Księżna po śmierci leżała na łóżku a wokół szpitala mieli zbierać się gapie, którzy próbowali robić zdjęcia. Wspinali się na dachy pobliskich budynków, by sfotografować zmarłą Dianę.
Pałac miał wydać też zakaz przenoszenia ciała księżnej do czasu przybycia delegacji z Londynu, której przewodził książę Karol. W związku z upałami urzędnicy zadecydowali o tym, by zabalsamować zwłoki. Po południu przybyli przedstawiciele pałacu i odprawiono, krótką mszę, do której zrobiono jej makijaż.
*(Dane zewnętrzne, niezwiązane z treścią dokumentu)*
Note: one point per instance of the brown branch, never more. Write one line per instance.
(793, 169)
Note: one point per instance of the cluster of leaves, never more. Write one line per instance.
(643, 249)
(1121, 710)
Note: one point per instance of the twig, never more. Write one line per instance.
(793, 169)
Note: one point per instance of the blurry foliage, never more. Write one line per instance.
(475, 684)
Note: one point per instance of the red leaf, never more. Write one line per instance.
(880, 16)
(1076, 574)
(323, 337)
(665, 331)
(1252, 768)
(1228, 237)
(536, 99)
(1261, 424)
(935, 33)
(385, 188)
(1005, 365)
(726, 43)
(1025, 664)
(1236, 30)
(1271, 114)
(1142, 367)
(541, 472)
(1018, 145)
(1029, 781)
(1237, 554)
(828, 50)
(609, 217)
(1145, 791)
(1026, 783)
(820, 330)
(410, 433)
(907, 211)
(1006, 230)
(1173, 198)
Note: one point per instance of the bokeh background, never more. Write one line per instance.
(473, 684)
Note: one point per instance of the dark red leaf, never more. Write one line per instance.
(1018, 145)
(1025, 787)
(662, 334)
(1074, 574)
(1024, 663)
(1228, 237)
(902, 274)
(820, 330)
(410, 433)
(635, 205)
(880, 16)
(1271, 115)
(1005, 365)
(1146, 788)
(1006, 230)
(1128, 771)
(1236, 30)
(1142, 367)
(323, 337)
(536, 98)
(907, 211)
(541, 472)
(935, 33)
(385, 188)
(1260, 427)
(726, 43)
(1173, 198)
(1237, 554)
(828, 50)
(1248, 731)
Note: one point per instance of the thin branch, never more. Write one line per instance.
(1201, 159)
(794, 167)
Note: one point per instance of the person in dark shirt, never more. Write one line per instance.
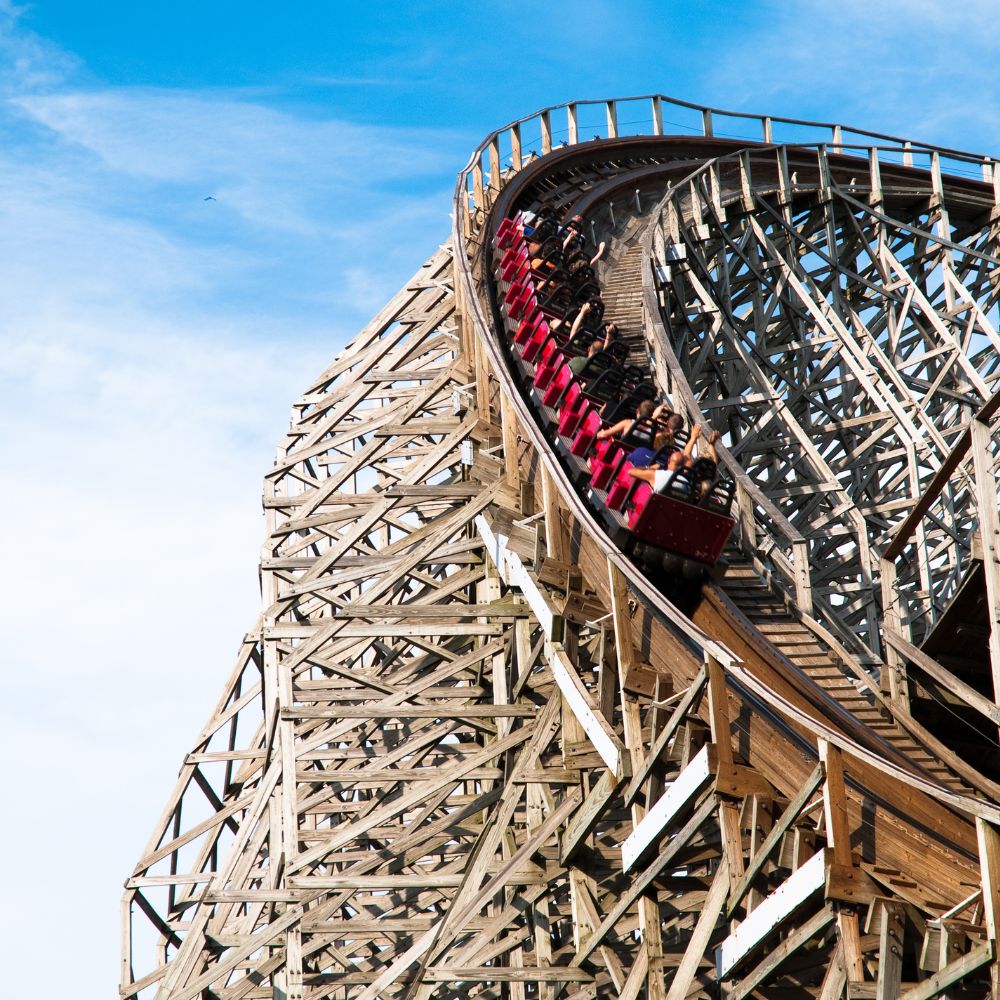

Przy ciele księżnej Diany przez 11 godzin czuwał też szpitalny kapelan ojciec Yves-Marie Clochard-Bossue. Gdy otrzymał telefon, nie mógł uwierzyć w to, co się stało. Kamerdyner i kierowca Diany, którzy byli obecni w domu, zabezpieczyli również wszystkie wartościowe przedmioty, które natychmiast ukryli w sejfie. Ciało księżnej Diany po przybyciu delegacji z Londynu zostało przewiezione do kostnicy w Fuhlam, a następnie do kaplicy w Pałacu św. Jakuba. Pogrzeb odbył się 6 września. Na trasie przejazdu trumny ustawiło się ponad milion osób, a ceremonię pochówku obejrzało ponad 2,5 miliarda osób z całego świata.